Brief rockfish season lets anglers reel in pick of the bay

October 02, 1991|By Bill Burton ...|...

AT THE MENTION of the Chesapeake Bay, the gourmet's fantasies conjure chilled oysters on the half shell; a thick, spicy and hot oyster stew; mounds of highly seasoned steamed crabs; or a delicately flavored crab imperial.

All are delightful, but aren't we forgetting something? What about the finfish of the Chesapeake?

The best of them all is the rockfish, which is better known elsewhere by its proper name, striped bass. But let's not snub sea trout, bluefish, flounder and the perches, both white and yellow.

In the Chesapeake, all are taken commercially, but hook-and-line catches equal or exceed the net hauls. A Maryland Department of Natural Resources survey indicated that 1 million anglers wet a line at least once in the Chesapeake annually, and though there is great emphasis on catch and release, most fish to put fish on the table.

And what can beat a fresh fish from the Chesapeake Bay?

* Rockfish. Size (they grow to 50 pounds and more), and the firm, delicately flavored, white flesh of the rockfish -- no relative of the West Coast's rockfish -- makes it the favorite of the Chesapeake region.

However, rock are in trouble. Their diminishing numbers along the East Coast brought drastic catch and season limits, but a limited commercial fishery is now under way, and Oct. 9 marks the opener of the rockfish season for sportsfishing fans. The season lasts about one month long.

Fish farm operations in Maryland and elsewhere have tried to duplicate the rockfish in ponds, and are quite successful in quantity, growth and all other aspects including profit -- ah, but with the exception of taste. Nothing can beat the flavor of the wild variety.

Like anything else, fish are what they eat. On fish farms they gorge on dried pellets packed with protein and other healthy stuff, all of which is alien to their wild counterparts. Small anchovies and other bait fishes, mussels, crabs, worms and other aquatic life -- some of which is best not mentioned in a food column -- make up their menu in the wild. And the 3,327-square-mile Chesapeake offers them a continuous smorgasbord.

The rockfish offers flesh as white and firm (though it becomes a bit flaky or coarse upon reaching 10 pounds or more) as a cod and has a delicate flavor that is truly fish, yet not fishy -- there is a difference. The skeletal arrangement is such that on the table they pose no problem with bones.

What's your favorite way of cooking a fish? A rockfish fits the bill. Fried, poached, baked, microwaved, boiled, deep-fried, broiled, grilled outdoors, smoked -- you decide. Choose a rock of 1 to 8 pounds, preferably one from the Chesapeake, the original home of 80 percent or more of those on the East Coast. It might be caught elsewhere, but chances are it hatched out hereabout.

I prefer rockfish with a little salt and pepper and maybe a little butter; it needs no other spices.

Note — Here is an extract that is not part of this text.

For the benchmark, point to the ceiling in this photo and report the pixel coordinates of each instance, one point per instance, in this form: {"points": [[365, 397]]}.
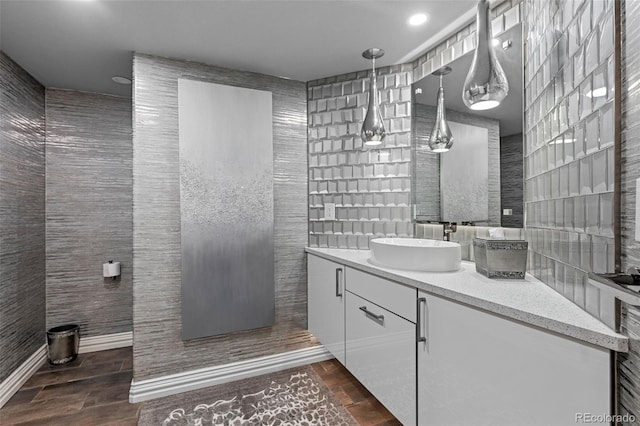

* The sea trout, also known as weakfish or by its colorful Indian name squeateague, has sweet, white and lean flesh not as firm as that of a rockfish. All fish should be iced immediately upon the catch, and kept thoroughly chilled or frozen thereafter, but quick chilling is important with the sea trout to avoid a fishy flavor.

* Bluefish have an image problem, part of which can be attributed to its abundance. Many place value on difficulty to come by and cost at the market, and the blue is not near the top of either list. To avoid oily or fatty taste in its not-so-white flesh, a blue must not only be chilled promptly but also cleaned.

The best size for excellent taste is 1 to 2 pounds; over that, marinate the fish in the refrigerator for six hours or more in salt and fresh lemon to avoid a fishy taste. With all except small ones, avoid frying as with most fatty fish.

* What new can be said about the flounder? Fine, sweet taste, versatile in preparation, universally known and cooked, among the best eating fish anywhere.

* The yellow perch is considered more a fish of the bay's tributaries than its open waters, while its white counterpart is caught in both.

Go to an Eastern Shore fish fry, and you will notice the locals pluck white perch from the tray before rockfish. That tell you something about the taste of their firm white flesh? The only trouble is a 1-pounder is considered large, and there are more bones to contend with. They are best when fried.

Overlook the size of the yellow perch, and it could be the best of all. Difficult to scale and with more bones than the white perch, its flesh is sweeter and more firm than any of the others we have covered. It can't be beat when pan- or deep-fried.